Forse, per meglio intenderne
la valenza politica ultima, è opportuno tornare a mente fredda sulla vicenda
delle motivazioni con le quali, nella seconda metà di luglio, il gip di Milano,
nel quadro delle indagini su caso Unipol, ha chiesto che venissero ascoltati
alcuni leader del centro-sinistra. La formulazione scelta dalla dott.ssa Forleo
nella sua ordinanza, infatti, conteneva una sorta di accusa indebita nei
confronti dei possibili testimoni. Come si ricorderà, sul tenore di
quell’ordinanza si sono scatenate subito le discussioni e le polemiche. Alle
proteste dei legittimi interessati i giustizialisti di turno hanno risposto
ricordando del tutto a sproposito il principio dell’indipendenza della
magistratura. Nel centro-destra c’è stato chi, in modo miope, si è rallegrato
perché nel mirino della magistratura c’erano esponenti dell’altra parte
politica.
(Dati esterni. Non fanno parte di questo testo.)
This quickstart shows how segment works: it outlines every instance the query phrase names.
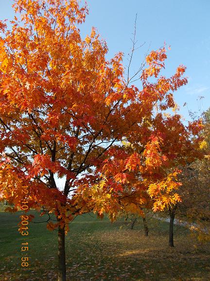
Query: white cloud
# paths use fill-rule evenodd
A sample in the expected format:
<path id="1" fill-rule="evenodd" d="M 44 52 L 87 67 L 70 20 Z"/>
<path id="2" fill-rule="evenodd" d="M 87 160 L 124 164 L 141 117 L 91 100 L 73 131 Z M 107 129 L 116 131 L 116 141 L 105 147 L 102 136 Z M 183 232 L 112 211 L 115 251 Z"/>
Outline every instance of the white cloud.
<path id="1" fill-rule="evenodd" d="M 185 91 L 188 95 L 199 95 L 209 89 L 209 87 L 205 86 L 187 86 Z"/>

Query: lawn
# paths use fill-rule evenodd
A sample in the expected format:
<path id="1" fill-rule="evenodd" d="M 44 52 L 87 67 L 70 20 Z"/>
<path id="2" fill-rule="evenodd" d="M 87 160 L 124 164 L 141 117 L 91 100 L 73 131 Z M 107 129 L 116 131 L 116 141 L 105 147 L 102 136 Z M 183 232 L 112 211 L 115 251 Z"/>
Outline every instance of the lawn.
<path id="1" fill-rule="evenodd" d="M 0 281 L 55 281 L 57 232 L 47 230 L 45 223 L 30 223 L 25 238 L 18 232 L 21 214 L 0 212 Z M 36 216 L 35 221 L 45 219 Z M 77 217 L 66 237 L 67 281 L 210 280 L 210 245 L 200 245 L 175 226 L 175 247 L 170 248 L 168 226 L 153 220 L 146 237 L 140 221 L 131 230 L 122 220 L 111 223 L 92 214 Z M 25 241 L 30 266 L 23 269 Z"/>

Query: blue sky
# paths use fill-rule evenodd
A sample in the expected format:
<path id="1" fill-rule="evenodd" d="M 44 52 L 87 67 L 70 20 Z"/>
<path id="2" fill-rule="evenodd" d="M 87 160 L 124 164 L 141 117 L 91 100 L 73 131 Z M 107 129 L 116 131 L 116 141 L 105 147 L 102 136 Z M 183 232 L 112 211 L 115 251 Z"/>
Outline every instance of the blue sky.
<path id="1" fill-rule="evenodd" d="M 11 19 L 12 0 L 0 0 L 0 19 Z M 136 14 L 137 46 L 145 42 L 135 53 L 131 70 L 140 65 L 150 44 L 150 50 L 165 42 L 167 52 L 166 76 L 173 75 L 183 64 L 187 67 L 189 83 L 175 95 L 180 113 L 190 120 L 186 107 L 192 111 L 210 106 L 210 1 L 209 0 L 88 0 L 89 15 L 81 27 L 83 36 L 96 27 L 109 48 L 107 58 L 118 51 L 127 54 L 132 46 Z M 200 101 L 200 97 L 204 97 Z"/>

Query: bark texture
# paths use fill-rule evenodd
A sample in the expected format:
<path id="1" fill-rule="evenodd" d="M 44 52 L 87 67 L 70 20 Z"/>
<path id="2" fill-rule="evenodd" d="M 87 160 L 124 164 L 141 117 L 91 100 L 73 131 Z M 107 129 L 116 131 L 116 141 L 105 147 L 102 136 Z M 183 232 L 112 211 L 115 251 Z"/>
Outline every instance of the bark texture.
<path id="1" fill-rule="evenodd" d="M 66 253 L 64 228 L 58 227 L 58 281 L 66 281 Z"/>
C’è, infine, chi ha sottolineato la presunta imparzialità della
dott.ssa Forleo che in passato aveva preso decisioni di altro segno politico
(sic!). Tutte queste oziose discussioni sono state troncate da un sobrio
intervento del presidente della Repubblica che, senza nominare direttamente il
gip milanese, non solo ha invitato le autorità giudiziarie alla massima
serenità e riservatezza nello svolgimento delle proprie funzioni, ma le ha
sollecitate a “non inserire in atti processuali valutazioni e riferimenti
non pertinenti e chiaramente eccedenti rispetto alle finalità del
provvedimento”.

Fin qui i fatti. Tuttavia,
al di là del censurabilissimo atteggiamento di alcuni magistrati (per fortuna
non molti) che, anziché preoccuparsi di amministrare la giustizia, passano il
proprio tempo a studiare i mezzi con cui tenere la ribalta delle cronache,
questa vicenda risulta significativa perché è la spia di una condizione più
generale. Volendo riassumere in poche battute lo stato della questione possiamo
dire che la magistratura italiana ha un potere di fatto che travalica di molto
le competenze e le prerogative fissate all’ordine giudiziario nella nostra Costituzione. A questo scompenso non si è mai potuto porre rimedio perché la
magistratura esercita un potere di veto sulle iniziative di riforma che la
riguardano. Un potere di veto che prescinde dal colore politico delle
maggioranza di governo o dalla personalità del ministro della Giustizia. Si
tratta di un’aura di prestigio derivata da una impropria lettura di avvenimenti
della nostra storia recente. Tra il 1992 ed il 1993, all’epoca di
“tangentopoli”, la magistratura ha acquisito questo potere di fatto,
perché si ritiene che le sue iniziative abbiano svolto un ruolo decisivo nella
fine della cosiddetta prima Repubblica.

Sarà il caso di ricordare
che si tratta di un’illusione ottica e non della realtà. La prima Repubblica
non è caduta in seguito alle inchieste della magistratura, ma per una più
complessiva mancanza di legittimazione. Il sistema politico italiano era
caratterizzato da una sorta di bipartitismo imperfetto, ritagliato sullo
scenario internazionale della guerra fredda: un partito di maggioranza
relativa, la Dc, ininterrottamente al governo; il secondo grande partito, il
Pci, sempre all’opposizione perché ancora filosovietico. Entrato in crisi già
alla fine degli anni settanta, perché obsoleto rispetto allo sviluppo della
società, il sistema politico italiano sopravvive malamente per circa un
quindicennio in uno stato di sclerosi progressiva. Così si arriva alla caduta
del muro di Berlino e alla fine della guerra fredda. A quel punto la
disaffezione popolare, fino ad allora contenuta, si libera improvvisamente. Il
regime a prevalenza democristiana appare di colpo un costoso e ingombrante
relitto del passato. In questo clima di delegittimazione galoppante le
inchieste della magistratura hanno un effetto dirompente. Ma tale effetto è
dovuto alla complessiva fragilità del sistema politico. Per avere una prova a
contrario
di questa affermazione basta por mente al fatto che in precedenza
incriminazioni di uomini politici, per quanto clamorose, non avevano avuto
significative ripercussioni sistemiche. Si pensi, ad esempio, alla messa in
stato di accusa del presidente della repubblica Leone nel 1977 e alle sue
dimissioni nel 1978; oppure si considerino le tante inchieste che costellano le
cronache degli anni ottanta del secolo scorso. Prendere coscienza di questa
semplice realtà, che con il passar del tempo si impone con sempre maggiore
evidenza, può senza dubbio aiutare ad uscire dall’impasse e aiutare quella
intesa bipartisan che possa consentire di superare questo squilibrio fra i
poteri.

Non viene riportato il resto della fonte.